Hepzibah Pyncheon is different from her cousin Judge Pyncheon in almost every way except for one: she takes huge (and arguably unwarranted) personal pride in her family. Hepzibah seems to believe that she is an aristocrat surrounded by lower-class people. The narrator points out that not only does Hepzibah have nothing much to be proud of in being a Pyncheon, but the whole idea of "gentlemen" and "ladies" belongs to an aristocratic class system that should have died out with the American Revolution.
No matter how wrong Hepzibah may be about her family pride, she truly believes in it: she's willing to become absolutely penniless and desperate before finally caving in and opening her shop in the House of the Seven Gables. And once she actually unlocks the door for customers for the first time, she bursts into tears – what would her grand ancestors think of her working for her living?! Hepzibah's family pride keeps her locked in her cold, empty house for 30 years. Hawthorne is using her example to show the ways in which pride (especially false pride) can be both damaging to other people and self-destructive.
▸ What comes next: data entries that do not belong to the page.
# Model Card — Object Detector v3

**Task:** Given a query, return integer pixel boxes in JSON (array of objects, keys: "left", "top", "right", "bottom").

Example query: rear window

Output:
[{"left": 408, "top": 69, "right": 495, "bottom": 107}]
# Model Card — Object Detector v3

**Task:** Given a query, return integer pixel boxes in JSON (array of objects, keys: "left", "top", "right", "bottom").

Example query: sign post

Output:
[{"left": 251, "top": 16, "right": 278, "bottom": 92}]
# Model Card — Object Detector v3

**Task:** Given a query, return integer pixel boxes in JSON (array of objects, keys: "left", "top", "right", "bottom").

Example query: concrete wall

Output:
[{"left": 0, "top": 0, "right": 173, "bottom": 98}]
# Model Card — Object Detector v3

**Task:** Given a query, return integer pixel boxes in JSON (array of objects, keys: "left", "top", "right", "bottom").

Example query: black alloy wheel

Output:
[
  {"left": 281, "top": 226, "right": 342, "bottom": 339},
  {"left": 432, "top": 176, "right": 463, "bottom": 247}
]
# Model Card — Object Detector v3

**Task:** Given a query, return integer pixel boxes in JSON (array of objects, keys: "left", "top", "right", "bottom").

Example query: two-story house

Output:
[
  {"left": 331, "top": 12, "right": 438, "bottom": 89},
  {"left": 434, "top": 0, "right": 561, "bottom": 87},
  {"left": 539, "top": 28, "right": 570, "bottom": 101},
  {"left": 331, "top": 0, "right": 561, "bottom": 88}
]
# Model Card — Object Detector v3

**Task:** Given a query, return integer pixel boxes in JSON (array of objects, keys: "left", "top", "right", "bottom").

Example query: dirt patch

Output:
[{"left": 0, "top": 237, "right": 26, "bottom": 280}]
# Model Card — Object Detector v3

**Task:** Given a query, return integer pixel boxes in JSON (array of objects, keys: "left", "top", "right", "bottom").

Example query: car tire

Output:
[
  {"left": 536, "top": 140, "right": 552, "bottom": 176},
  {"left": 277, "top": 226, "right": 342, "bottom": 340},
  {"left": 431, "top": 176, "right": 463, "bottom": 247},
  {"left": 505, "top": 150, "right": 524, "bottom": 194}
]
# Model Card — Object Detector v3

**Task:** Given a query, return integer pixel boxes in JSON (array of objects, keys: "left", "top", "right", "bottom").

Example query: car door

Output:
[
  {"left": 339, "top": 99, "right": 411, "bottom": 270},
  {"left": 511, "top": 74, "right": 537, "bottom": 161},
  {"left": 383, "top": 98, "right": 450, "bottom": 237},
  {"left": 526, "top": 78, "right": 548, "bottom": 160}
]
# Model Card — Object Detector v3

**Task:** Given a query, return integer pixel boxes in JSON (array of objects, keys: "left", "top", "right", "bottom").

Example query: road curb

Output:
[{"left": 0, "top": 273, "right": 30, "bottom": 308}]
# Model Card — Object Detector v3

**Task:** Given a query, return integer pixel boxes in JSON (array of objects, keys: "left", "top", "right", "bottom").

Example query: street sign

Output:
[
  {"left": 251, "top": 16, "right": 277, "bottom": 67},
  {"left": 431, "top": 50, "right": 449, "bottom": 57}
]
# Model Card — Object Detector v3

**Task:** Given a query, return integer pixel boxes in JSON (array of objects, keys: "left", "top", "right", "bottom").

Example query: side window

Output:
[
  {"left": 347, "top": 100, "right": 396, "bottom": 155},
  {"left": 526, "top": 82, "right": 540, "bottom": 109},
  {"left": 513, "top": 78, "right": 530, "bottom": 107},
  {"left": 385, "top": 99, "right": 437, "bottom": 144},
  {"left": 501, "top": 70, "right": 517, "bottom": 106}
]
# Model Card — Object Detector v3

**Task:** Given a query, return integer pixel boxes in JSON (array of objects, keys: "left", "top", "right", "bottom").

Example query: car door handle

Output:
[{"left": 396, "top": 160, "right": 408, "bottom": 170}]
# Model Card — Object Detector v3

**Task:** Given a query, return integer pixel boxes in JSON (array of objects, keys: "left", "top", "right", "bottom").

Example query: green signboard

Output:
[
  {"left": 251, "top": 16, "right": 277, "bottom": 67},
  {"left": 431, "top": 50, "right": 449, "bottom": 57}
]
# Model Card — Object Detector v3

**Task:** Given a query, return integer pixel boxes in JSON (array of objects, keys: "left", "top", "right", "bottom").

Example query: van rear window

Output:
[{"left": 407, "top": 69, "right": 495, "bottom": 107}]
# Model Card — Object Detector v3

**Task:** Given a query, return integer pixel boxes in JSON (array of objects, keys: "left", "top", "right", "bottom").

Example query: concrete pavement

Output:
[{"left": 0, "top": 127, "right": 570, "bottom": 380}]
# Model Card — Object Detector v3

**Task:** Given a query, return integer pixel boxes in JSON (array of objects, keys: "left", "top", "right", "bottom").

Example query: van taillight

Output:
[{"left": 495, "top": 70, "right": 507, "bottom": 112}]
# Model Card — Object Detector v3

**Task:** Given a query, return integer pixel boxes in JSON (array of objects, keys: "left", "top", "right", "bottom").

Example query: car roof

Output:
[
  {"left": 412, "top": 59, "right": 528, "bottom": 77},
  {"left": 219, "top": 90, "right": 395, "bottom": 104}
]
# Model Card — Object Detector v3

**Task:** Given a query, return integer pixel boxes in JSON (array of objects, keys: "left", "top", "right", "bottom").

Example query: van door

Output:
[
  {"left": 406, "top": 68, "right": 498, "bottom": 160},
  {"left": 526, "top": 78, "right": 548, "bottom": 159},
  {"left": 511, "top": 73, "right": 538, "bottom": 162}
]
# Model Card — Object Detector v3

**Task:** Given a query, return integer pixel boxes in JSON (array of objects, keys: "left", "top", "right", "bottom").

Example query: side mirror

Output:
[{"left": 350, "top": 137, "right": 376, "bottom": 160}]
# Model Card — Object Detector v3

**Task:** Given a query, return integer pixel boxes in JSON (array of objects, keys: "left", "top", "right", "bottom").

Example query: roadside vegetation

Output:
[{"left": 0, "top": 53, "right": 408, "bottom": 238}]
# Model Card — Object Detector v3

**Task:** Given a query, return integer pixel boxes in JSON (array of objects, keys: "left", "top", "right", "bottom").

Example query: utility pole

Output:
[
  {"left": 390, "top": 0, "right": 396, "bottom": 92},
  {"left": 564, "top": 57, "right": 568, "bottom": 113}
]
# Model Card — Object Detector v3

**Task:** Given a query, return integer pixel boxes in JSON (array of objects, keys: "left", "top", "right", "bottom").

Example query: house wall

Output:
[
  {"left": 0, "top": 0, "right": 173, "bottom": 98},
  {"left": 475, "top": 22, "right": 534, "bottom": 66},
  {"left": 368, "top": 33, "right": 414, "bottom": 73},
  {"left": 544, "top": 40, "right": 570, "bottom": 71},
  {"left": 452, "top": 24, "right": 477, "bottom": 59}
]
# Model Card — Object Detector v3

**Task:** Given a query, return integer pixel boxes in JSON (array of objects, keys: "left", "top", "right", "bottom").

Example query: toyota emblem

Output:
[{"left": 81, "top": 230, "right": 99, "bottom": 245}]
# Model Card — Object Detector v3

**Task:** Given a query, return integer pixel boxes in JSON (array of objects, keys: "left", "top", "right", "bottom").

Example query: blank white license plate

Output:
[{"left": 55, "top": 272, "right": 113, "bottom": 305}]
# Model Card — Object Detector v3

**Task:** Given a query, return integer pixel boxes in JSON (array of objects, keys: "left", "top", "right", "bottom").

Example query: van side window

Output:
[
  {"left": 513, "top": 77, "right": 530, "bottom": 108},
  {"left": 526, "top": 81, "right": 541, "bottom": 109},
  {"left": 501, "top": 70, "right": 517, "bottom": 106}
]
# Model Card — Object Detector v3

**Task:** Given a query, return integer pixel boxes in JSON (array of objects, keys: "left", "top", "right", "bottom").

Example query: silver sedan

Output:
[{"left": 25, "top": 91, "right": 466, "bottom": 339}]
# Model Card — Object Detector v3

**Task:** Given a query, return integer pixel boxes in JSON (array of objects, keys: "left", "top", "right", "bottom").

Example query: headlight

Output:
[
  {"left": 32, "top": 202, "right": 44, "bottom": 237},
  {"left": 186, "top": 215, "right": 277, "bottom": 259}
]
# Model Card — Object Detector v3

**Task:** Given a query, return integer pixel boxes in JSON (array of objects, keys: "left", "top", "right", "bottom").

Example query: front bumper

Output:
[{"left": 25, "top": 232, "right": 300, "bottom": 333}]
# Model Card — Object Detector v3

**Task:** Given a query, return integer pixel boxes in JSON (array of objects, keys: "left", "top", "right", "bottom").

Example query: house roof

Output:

Although the Maule and Pyncheon families seem opposed in every way (in terms of social respectability, wealth, influence, and power), they share the same unbending family pride. It's this shared characteristic that prompts them to fight one another endlessly for 150 years.
Hawthorne is drawing on the Puritan religious idea of the "elect" in his depiction of Judge Pyncheon's notion that his economic success and public respectability prove his moral virtue.